The battle for Bakhmut has raged for nearly a year, levelling the city and decimating waves of Wagner recruits who have led Russia’s assault on the industrial hub.
‘We are withdrawing units from Bakhmut today. We are handing over positions to the military, ammunition and everything,’ Wagner boss Yevgeny Prigozhin said in a video.
‘We pull back, we rest, we prepare and then we will get new tasks,’ added Prigozhin, who was dressed in tactical body armour and a military helmet.
Earlier this week, he conceded that around 10,000 prisoners he had recruited to fight in Ukraine had been killed on the battlefield.
The 61-year-old Kremlin ally toured Russian prisons last year to persuade inmates to fight with Wagner in exchange for a promised amnesty on their return – should they survive.
Wagner’s announcement came days after Moscow’s military said it had deployed jets and artillery on Russian soil against a ‘sabotage’ group that crossed from Ukraine.
In Kyiv, President Volodymyr Zelensky accused Russia of terrorising Ukrainians by launching a new wave of Iranian-made attack drones at targets across his country.

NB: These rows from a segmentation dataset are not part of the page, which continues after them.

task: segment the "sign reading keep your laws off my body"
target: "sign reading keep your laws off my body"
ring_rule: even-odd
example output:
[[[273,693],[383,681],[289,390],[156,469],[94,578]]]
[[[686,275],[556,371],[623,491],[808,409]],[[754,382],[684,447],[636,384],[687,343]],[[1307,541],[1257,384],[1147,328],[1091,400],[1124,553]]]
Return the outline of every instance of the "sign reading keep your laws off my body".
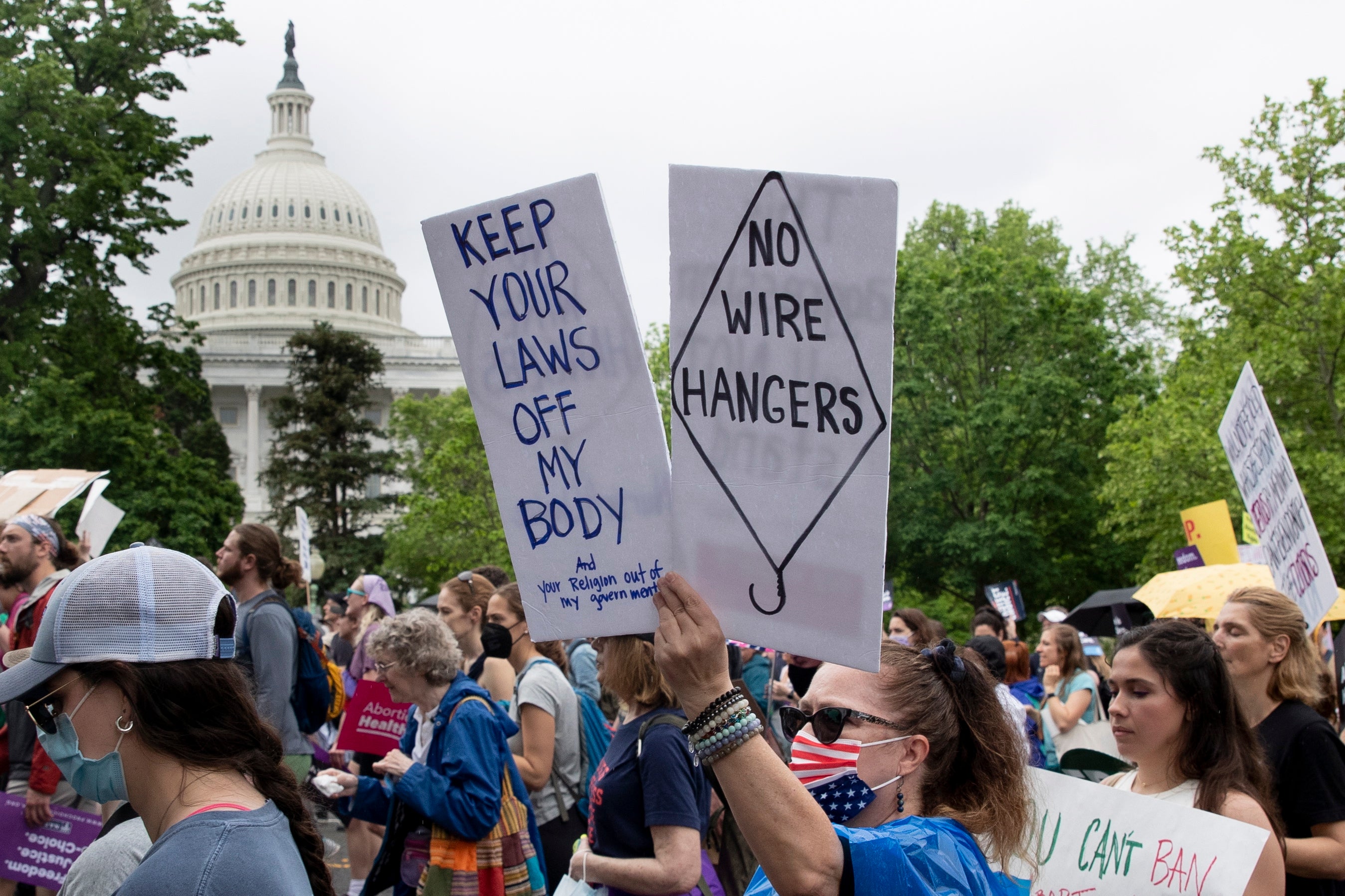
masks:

‘The enemy continued to terrorise Ukraine by launching 36 Shaheds. None reached their target,’ Zelensky said on social media.
‘I’m grateful to our air defence forces for the 100-percent result.’
The Ukrainian military said Russia was probably targeting key infrastructure and military facilities in western Ukraine.
Russia subjected Ukraine to a campaign of aerial bombardments on infrastructure including energy facilities during the winter months but these attacks recently diminished.
Kyiv has become increasingly adept at taking down waves of Russian cruise missiles and drones after appealing to Western allies for greater air defence capabilities.
Separately, the Russian-installed head of Crimea announced that air defence had intercepted several drones targeting various parts of the territory annexed from Ukraine in 2014.
‘Six drones were shot down or blocked … in different parts of Crimea,’ Sergei Aksyonov announced on social media, adding that no one had been injured.
In Moscow, Russia’s FSB security service said it had arrested two Ukrainians who had allegedly planned to target nuclear power plants in the country.
The aim was to cause ‘serious economic harm to Russia and damage its reputation’, the FSB alleged in a statement.
In Japan, Tokyo’s military scrambled fighter jets, saying two Russian planes travelled along parts of its coastline, days after Zelensky took part in the G7 summit in Hiroshima.
Japan has joined Western allies in sanctioning Moscow over its Ukraine offensive.
Russia’s foreign ministry announced a visit to Moscow by China’s special envoy for Ukraine, Li Hui.
His visit to the Russian capital, where he is expected to meet the country’s top diplomat Lavrov on Friday, comes after Li met Zelensky in Kyiv.
Li has said there is ‘no panacea to resolve the crisis’.
Beijing and Moscow have recently drawn closer under a partnership that has served as a diplomatic bulwark against the West
President Xi Jinping visited Moscow in March and said ties were ‘entering a new era’.
While China says it is a neutral party in the Ukraine conflict, it has been criticised for refusing to condemn Moscow for its offensive.